OPEN Inforeb Search Query logsmation EXTRACTION from WEB SEARCH query LOGS

Last Update:2014-09-11 Source: Internet

Author: User

Developer on Alibaba Coud: Build your first app with APIs, SDKs, and tutorials on the Alibaba Cloud. Read more ＞

OPEN INFOREB SEARCH QUERY logsmation EXTRACTION fromWEBSEARCH QUERY LOGSChapter I.Introduction

Search engines are increasingly more advanced than traditional keyword input and document output, and by focusing on user-oriented tasks to improve user experience, user-facing tasks include query suggestions, search personalization, referral links. These user-centric tasks are supported by mining data from search query logs. In fact, the query log captures the user's perception of the world and is the key to this application.

The language knowledge extracted from the query log, such as entities and relationships, is of great value to the above application. However, there is not much research on extracting knowledge from query log. In this paper, we first investigate the open information extraction based on the query log. Our goal is to extract user-oriented knowledge from the query log to help with reasoning.

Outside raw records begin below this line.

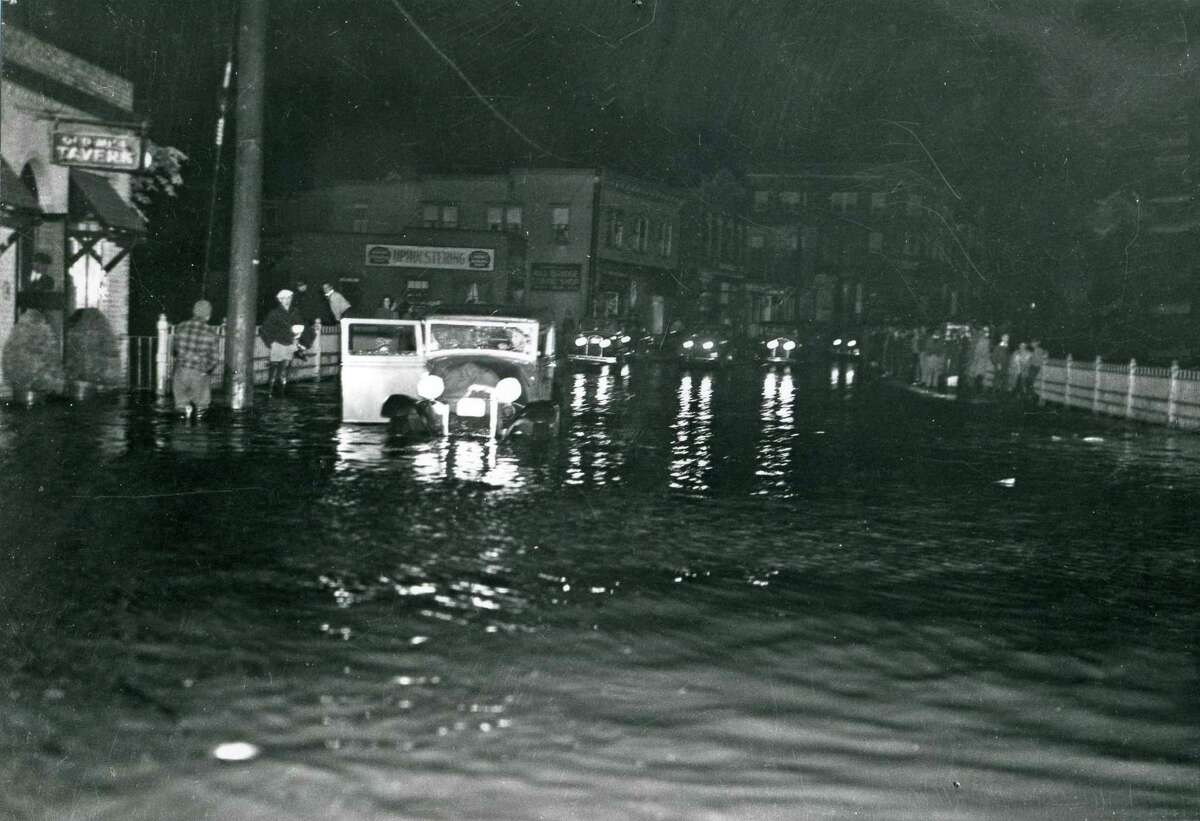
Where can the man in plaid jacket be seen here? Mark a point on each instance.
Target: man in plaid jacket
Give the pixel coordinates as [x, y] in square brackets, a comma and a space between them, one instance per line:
[196, 358]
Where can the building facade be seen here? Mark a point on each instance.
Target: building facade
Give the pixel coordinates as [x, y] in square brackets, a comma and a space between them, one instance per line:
[857, 246]
[571, 244]
[66, 223]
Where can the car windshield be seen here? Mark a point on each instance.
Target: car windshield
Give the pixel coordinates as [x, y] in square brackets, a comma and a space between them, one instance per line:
[513, 337]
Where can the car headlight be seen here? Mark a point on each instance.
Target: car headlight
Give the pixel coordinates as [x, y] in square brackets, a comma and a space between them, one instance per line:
[430, 387]
[507, 390]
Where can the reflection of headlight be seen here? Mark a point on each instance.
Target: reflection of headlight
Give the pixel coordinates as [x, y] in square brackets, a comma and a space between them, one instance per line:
[430, 387]
[507, 390]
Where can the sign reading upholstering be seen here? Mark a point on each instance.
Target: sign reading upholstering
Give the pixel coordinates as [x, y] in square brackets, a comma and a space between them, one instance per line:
[425, 256]
[555, 277]
[96, 147]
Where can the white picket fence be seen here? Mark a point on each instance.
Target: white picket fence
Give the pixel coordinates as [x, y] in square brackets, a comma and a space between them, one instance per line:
[1157, 395]
[151, 360]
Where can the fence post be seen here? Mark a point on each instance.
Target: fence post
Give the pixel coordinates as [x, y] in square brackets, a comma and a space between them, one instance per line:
[316, 349]
[1066, 382]
[162, 357]
[1173, 395]
[1131, 387]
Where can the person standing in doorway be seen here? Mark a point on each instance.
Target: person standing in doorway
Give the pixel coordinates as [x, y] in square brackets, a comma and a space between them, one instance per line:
[337, 304]
[195, 345]
[279, 333]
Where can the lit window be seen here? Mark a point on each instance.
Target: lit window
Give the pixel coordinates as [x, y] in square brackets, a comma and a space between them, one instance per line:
[561, 221]
[360, 219]
[514, 219]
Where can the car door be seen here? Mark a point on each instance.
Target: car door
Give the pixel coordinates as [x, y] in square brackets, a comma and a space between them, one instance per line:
[381, 358]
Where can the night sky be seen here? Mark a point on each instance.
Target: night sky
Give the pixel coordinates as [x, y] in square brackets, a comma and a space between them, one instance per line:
[1026, 113]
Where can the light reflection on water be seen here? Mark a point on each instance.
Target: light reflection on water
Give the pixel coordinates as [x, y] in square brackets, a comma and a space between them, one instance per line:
[606, 624]
[691, 453]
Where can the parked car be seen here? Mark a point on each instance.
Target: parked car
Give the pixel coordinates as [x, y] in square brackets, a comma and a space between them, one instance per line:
[709, 347]
[448, 372]
[779, 346]
[603, 345]
[845, 346]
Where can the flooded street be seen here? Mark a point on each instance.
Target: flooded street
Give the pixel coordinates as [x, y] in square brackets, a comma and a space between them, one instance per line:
[713, 595]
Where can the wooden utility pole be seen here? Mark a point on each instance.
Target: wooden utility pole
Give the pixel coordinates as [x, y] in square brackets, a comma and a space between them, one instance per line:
[247, 196]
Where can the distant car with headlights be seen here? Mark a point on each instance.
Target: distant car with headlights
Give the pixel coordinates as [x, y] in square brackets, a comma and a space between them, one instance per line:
[712, 347]
[601, 346]
[448, 372]
[845, 346]
[779, 347]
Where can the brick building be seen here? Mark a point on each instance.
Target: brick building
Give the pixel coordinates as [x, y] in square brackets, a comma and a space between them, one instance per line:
[67, 148]
[857, 246]
[569, 243]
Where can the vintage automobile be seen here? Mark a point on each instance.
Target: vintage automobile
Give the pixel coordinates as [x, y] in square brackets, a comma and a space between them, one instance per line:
[713, 347]
[845, 346]
[449, 372]
[603, 345]
[779, 346]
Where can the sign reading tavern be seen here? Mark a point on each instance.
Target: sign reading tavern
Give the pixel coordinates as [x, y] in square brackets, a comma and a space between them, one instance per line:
[424, 256]
[97, 150]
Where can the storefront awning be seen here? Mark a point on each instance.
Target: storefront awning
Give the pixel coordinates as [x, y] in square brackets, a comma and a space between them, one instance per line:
[95, 196]
[13, 193]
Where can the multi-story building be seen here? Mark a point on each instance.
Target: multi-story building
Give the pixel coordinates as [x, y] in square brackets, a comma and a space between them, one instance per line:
[574, 243]
[855, 245]
[66, 151]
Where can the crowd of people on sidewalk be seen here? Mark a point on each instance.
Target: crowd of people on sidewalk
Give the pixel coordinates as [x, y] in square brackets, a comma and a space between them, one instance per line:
[969, 359]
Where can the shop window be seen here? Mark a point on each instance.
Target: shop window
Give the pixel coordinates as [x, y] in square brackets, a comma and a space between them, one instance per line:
[561, 222]
[514, 219]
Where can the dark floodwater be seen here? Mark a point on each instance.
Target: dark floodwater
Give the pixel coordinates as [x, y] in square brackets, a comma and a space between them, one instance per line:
[712, 597]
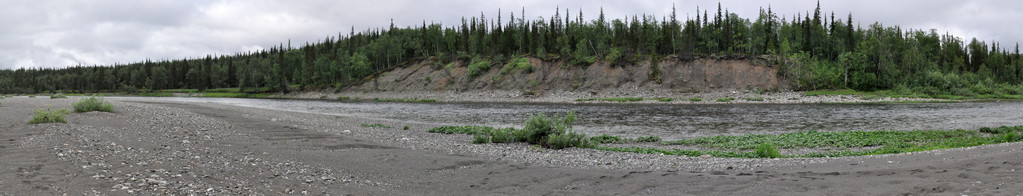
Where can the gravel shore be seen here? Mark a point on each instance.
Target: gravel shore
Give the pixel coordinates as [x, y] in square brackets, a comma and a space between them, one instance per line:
[149, 148]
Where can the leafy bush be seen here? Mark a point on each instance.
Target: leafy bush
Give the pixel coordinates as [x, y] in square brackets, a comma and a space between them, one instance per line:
[755, 99]
[649, 139]
[374, 126]
[547, 132]
[48, 115]
[766, 150]
[606, 139]
[478, 66]
[614, 56]
[567, 140]
[1011, 137]
[93, 104]
[481, 139]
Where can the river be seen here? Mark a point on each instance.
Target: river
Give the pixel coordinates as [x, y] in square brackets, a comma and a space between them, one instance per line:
[666, 120]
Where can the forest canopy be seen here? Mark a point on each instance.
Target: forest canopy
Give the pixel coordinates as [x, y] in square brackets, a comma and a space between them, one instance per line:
[814, 50]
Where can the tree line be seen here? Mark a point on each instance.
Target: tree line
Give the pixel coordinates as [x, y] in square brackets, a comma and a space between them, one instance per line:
[813, 50]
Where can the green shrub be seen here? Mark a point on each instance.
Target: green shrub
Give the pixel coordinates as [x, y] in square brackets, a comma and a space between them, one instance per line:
[552, 133]
[649, 139]
[766, 150]
[606, 139]
[93, 104]
[477, 67]
[48, 115]
[1011, 137]
[374, 126]
[481, 139]
[755, 99]
[567, 140]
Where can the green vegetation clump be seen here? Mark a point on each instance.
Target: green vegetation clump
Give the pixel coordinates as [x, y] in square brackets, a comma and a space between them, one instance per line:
[93, 104]
[374, 126]
[1001, 130]
[649, 139]
[47, 115]
[478, 66]
[521, 63]
[409, 100]
[606, 139]
[621, 99]
[554, 132]
[766, 151]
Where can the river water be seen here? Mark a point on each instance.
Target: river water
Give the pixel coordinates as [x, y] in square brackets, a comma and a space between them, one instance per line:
[666, 120]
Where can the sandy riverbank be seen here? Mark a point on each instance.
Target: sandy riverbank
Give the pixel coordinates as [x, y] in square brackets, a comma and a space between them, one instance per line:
[203, 148]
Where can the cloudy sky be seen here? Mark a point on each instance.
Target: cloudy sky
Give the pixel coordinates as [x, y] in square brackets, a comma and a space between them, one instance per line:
[57, 34]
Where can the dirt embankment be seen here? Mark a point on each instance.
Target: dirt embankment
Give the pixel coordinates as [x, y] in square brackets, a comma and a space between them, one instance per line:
[669, 76]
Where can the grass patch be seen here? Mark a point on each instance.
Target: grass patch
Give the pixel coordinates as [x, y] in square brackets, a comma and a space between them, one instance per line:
[548, 132]
[49, 115]
[766, 150]
[879, 142]
[374, 126]
[93, 104]
[58, 96]
[234, 95]
[649, 139]
[409, 100]
[622, 99]
[146, 94]
[755, 99]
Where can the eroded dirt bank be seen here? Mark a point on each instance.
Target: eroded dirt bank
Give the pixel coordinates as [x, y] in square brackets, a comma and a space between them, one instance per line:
[210, 149]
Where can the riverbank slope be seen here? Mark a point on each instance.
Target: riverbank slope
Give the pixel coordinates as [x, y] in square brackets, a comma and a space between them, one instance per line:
[203, 148]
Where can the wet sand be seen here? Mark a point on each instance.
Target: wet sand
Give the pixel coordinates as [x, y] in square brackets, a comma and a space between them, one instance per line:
[176, 148]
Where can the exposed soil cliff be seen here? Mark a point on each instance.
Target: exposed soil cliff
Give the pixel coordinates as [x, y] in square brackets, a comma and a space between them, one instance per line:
[669, 76]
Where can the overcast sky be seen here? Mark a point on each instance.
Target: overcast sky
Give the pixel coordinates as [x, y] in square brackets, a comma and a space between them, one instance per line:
[57, 34]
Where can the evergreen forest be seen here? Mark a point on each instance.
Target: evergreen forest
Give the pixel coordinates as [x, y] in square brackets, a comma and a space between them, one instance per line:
[814, 50]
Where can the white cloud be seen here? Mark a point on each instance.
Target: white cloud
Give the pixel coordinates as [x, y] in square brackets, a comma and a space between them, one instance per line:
[54, 34]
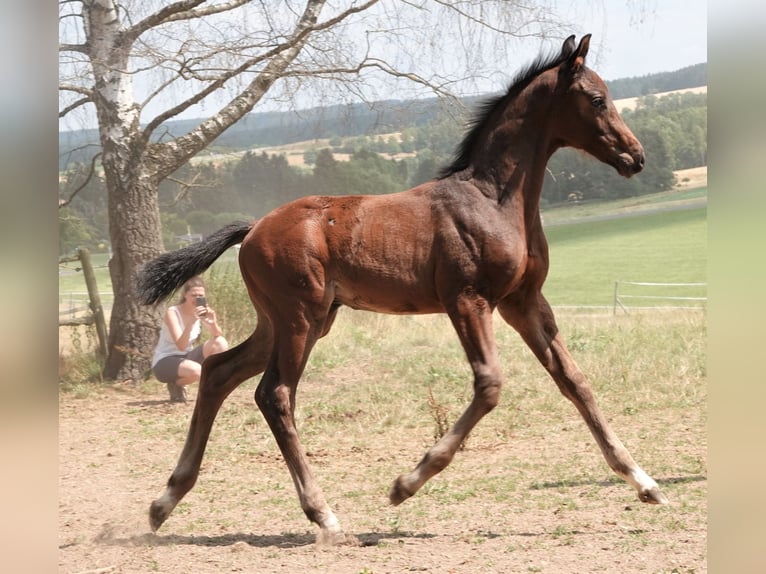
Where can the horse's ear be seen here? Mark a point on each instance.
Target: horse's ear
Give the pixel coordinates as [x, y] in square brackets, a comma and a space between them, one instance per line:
[577, 57]
[567, 48]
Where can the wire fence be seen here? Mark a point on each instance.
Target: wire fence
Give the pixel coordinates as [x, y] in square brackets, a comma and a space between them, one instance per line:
[635, 295]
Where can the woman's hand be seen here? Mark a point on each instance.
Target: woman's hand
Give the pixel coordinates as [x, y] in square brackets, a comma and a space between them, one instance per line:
[208, 318]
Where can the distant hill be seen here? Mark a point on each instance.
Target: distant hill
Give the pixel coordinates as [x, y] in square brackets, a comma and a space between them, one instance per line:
[278, 128]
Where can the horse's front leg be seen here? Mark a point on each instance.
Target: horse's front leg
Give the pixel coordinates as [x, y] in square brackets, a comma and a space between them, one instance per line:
[534, 321]
[472, 319]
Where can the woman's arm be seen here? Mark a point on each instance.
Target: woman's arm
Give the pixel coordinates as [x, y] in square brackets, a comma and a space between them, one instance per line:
[210, 320]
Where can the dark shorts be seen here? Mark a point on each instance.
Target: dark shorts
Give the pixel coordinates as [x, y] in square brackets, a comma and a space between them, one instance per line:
[166, 369]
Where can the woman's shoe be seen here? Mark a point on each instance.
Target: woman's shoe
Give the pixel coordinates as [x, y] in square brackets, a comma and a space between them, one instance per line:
[177, 393]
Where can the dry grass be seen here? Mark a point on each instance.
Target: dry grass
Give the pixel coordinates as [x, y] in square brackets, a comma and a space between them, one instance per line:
[530, 493]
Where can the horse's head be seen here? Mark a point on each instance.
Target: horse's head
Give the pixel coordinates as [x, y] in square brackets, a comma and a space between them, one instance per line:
[586, 116]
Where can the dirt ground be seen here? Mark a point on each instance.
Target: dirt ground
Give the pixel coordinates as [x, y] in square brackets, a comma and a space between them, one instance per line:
[500, 507]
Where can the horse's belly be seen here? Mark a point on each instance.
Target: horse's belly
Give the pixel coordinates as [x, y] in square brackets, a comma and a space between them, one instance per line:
[386, 297]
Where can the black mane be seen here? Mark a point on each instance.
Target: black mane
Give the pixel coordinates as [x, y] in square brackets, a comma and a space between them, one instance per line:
[486, 110]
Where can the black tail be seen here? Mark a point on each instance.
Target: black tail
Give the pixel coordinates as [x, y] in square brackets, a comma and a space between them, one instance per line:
[159, 278]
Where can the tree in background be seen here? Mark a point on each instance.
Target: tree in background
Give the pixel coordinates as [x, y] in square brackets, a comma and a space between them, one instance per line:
[136, 64]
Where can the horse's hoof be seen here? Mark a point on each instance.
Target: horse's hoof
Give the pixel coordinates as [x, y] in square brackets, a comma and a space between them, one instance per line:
[158, 513]
[398, 493]
[652, 496]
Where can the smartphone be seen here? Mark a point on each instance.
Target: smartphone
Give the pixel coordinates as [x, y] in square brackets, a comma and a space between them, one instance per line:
[202, 302]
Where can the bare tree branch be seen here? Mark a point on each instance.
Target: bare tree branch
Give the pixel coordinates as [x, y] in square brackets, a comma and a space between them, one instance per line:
[81, 48]
[303, 30]
[183, 10]
[74, 106]
[77, 89]
[91, 171]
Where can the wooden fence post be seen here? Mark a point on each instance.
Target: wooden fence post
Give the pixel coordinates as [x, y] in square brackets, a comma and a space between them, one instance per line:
[95, 300]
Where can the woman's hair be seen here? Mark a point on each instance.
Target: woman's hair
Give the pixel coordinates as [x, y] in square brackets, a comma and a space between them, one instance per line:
[195, 281]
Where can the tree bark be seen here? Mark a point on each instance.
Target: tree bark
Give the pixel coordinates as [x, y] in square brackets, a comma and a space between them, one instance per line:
[134, 229]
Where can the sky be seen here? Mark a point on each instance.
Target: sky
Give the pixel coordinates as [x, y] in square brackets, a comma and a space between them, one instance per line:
[630, 38]
[640, 37]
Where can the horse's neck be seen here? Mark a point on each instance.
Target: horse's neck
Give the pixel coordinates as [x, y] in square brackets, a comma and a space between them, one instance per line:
[517, 154]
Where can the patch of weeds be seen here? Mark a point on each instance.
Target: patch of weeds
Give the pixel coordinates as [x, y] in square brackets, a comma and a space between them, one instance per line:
[78, 373]
[395, 523]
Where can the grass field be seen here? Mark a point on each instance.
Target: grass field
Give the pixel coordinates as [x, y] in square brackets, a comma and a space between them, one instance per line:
[587, 257]
[529, 493]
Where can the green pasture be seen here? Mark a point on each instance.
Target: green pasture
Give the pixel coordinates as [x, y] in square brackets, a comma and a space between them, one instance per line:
[588, 257]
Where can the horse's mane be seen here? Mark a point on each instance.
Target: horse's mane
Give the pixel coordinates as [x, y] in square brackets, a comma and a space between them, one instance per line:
[486, 110]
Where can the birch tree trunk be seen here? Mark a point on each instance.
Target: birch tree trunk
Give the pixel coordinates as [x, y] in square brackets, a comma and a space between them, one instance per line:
[106, 43]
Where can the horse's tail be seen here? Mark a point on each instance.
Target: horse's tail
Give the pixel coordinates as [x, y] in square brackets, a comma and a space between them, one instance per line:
[159, 278]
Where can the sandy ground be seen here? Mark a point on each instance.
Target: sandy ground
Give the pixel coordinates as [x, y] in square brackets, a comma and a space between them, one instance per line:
[498, 508]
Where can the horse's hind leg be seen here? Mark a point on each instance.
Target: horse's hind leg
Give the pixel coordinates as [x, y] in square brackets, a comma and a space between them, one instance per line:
[275, 397]
[472, 320]
[221, 374]
[535, 323]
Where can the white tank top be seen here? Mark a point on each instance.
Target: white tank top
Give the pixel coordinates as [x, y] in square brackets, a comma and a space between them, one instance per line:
[166, 346]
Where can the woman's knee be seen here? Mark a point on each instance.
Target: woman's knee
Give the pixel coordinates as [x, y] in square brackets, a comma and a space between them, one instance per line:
[189, 372]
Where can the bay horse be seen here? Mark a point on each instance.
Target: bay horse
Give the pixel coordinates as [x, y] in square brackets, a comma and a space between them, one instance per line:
[466, 243]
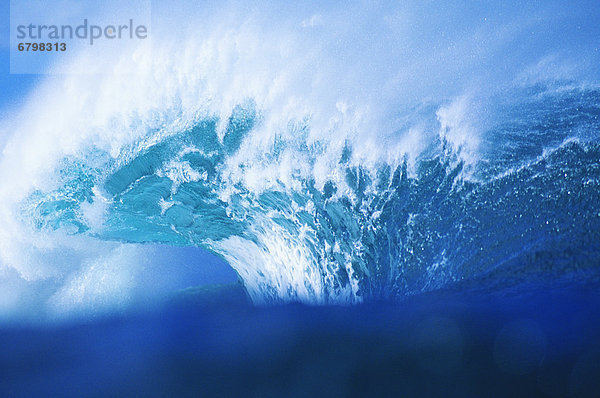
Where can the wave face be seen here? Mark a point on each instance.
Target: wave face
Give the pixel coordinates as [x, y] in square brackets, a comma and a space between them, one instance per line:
[309, 193]
[365, 231]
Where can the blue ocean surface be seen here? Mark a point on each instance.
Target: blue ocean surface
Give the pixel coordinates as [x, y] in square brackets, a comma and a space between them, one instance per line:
[373, 200]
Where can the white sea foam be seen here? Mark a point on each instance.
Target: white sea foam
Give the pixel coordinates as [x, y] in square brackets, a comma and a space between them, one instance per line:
[346, 74]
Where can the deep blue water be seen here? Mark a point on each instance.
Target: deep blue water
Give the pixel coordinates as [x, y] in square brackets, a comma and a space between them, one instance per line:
[534, 340]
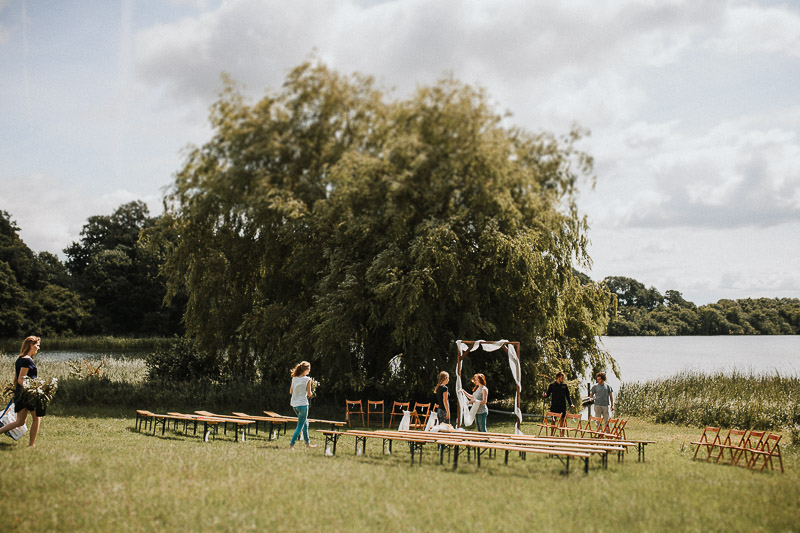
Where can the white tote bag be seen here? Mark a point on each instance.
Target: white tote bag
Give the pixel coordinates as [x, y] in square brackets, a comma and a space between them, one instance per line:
[9, 416]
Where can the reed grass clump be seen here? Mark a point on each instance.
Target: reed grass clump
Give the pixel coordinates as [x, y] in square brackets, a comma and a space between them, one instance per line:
[92, 344]
[737, 399]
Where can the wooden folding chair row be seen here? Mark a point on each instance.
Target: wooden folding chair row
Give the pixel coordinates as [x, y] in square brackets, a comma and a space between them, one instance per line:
[743, 448]
[419, 414]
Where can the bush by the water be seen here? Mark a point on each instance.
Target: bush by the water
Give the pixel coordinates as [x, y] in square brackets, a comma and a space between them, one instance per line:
[730, 400]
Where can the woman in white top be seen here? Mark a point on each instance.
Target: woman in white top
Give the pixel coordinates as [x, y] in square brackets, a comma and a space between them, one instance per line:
[301, 392]
[480, 394]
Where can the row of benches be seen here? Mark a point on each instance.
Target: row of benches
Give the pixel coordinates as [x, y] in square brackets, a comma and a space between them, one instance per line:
[743, 448]
[564, 448]
[556, 424]
[240, 422]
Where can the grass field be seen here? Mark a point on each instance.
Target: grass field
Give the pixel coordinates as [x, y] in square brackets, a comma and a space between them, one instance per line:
[91, 471]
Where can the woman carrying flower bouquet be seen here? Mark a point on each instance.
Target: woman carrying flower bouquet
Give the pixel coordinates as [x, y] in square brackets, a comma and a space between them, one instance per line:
[301, 392]
[25, 403]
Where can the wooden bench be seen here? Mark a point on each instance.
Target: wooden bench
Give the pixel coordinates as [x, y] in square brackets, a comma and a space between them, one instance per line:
[155, 418]
[417, 439]
[237, 423]
[333, 423]
[244, 417]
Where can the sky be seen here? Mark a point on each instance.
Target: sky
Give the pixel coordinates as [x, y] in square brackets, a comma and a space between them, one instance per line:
[693, 109]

Traditional information extraction focuses on extracting structured information, such as entities, relationships, facts, from unstructured text, using two main assumptions: (1) text resources are syntactic and semantic well-structured text fragments, such as news corpus, Web document; 2) extraction process is generated from some prior knowledge of the bootstrap.

Open Information Extraction (openinformation extraction, OIE) is a newly emerging paradigm of information extraction that relaxes assumptions (2) and extracts entities and relationships from web-scale corpus in a focused field, without the need for manual input.

In this article, we went further andexplored the usefulness of search query log for OIE by avoiding assumptions (1). We elaborate on the relaxation assumptions (1) and (2) allow us to achieve our goals appropriately and extract user-oriented knowledge. In particular, we assume that Web page text and query logs model two different spaces: Web page text Modeling Web space,search query log modeling user space.

To enable us to model OIE assumptions based on search query log , some challenges need to be addressed. First, we need to avoid the assumption (2) of digging up naturally occurring information from the query log, and we need to create an extraction method that is completely independent of any prior knowledge. Second, the query log does not have a syntactic structure, we need to establish a robust extraction method, do not need to correlate any traditional natural language processing tools, such as POS tagger. Thirdly, the query log is concise, we need to design an effective extraction of the entity representation, this expression can properly grasp the characteristics of the query log. Finally, although the query log is not as large as the web corpus, it is still a large data set, so our approach must be able to handle large datasets efficiently.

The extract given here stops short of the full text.